We use namespaces to organize the classes in our libraries. This is how the .NET Framework is structured so we thought it would be good for consistency to do the same. It is a good idea from a technical standpoint because it allows us to create globally unique types which are important when it comes to deploying the library. It seemed only natural for our root namespace to be GISi. You can set the root namespace for each of your code libraries on the Application tab of the Project Properties page.
It is common practice to organize the class files in your project by using folders that mimic the namespaces defined by your class model. Since we created 3 libraries, we created a namespace for each library. We created GISi.Web, GISi.Windows, and GISi.Common. This way we can tell which code library our classes belong to without having to look them up. Each of our code libraries contains an appropriate root folder.
You may decide that you need to further organize your classes within your code library. For our Windows library we needed several levels of organization to keep things from feeling cluttered. For example, all classes dealing with user interfaces go into GISi.Windows.UI and all classes dealing with ArcObjects go into GISi.Windows.ArcObjects. Since we have many classes dealing with ArcObjects we further organize them according the to ArcObjects library they primarily use. So, our code library contains classes in GISi.Windows.ArcObjects.Carto, GISi.Windows.ArcObjects.Display, and several others. You are certainly not required to do it the same way but I just wanted to mention it so that you’d be aware of it and could use this information when planning your own libraries.
So let’s take a look at the sample project and see some examples of what I’ve just been talking about. If you look at the Application tab in the Project Properties you’ll see that the Root Namespace has been set to CodeLibrary. This will be the root for all of the classes in the library. You’ll also see that there have been several folders added to the solution. These folders mimic the namespaces used by the classes they contain. For example, if you look at the code module for the TabProcessorDialog you will see the namespace has been declared as Windows.UI and if you look at the MapHelper class you will see its namespace has been declared as Windows.ArcObjects.Carto. This is very important and is something you will need to do for all of the classes that you add to your library if you want your classes to be organized into namespaces. Note that the namespaces defined in the classes do not include the CodeLibrary root. This is because the root namespace you defined at the project level will be applied to all of the classes when the project is compiled.

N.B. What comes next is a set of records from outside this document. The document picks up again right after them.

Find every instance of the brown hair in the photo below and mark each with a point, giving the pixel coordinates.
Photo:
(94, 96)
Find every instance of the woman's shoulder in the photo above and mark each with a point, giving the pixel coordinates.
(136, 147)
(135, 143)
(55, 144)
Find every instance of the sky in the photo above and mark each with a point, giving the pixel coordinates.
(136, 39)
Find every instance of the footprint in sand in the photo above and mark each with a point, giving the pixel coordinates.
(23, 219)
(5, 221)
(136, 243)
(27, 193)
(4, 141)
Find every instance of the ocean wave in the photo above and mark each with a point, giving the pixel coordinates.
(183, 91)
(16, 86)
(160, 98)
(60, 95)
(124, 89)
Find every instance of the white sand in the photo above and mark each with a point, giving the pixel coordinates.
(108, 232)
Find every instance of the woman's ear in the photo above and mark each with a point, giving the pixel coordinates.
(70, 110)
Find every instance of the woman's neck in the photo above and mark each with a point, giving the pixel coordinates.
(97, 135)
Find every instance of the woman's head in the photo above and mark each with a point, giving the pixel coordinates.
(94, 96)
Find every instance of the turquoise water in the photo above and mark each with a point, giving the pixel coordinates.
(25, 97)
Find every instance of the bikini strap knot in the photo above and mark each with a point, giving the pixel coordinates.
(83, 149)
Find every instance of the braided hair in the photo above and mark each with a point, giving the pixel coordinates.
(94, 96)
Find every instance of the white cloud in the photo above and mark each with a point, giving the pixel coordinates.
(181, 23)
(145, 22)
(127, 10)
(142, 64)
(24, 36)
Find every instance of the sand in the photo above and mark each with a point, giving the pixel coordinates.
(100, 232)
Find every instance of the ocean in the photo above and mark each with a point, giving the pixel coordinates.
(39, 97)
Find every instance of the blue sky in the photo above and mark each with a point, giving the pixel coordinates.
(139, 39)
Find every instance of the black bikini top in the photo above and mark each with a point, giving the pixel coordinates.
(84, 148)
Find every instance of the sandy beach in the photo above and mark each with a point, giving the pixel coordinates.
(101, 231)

I think it’s also important to mention that all of the classes contained within a namespace do not have to be in the same code project or solution. Each of our code libraries has its own code project contained within its own solution yet all of them use GISi as their root namespace. As long as you define the namespace in your class code it does not matter where that class is located.
The sample project is pretty simple but should be enough to get you started. The classes it contains are simplified versions of the same classes that we use in our own projects. In future articles I’ll go over how we use these code libraries in our projects and how we handle deploying them. Future sample projects will also contain this code library and I’ll probably be adding a class or two as we go along.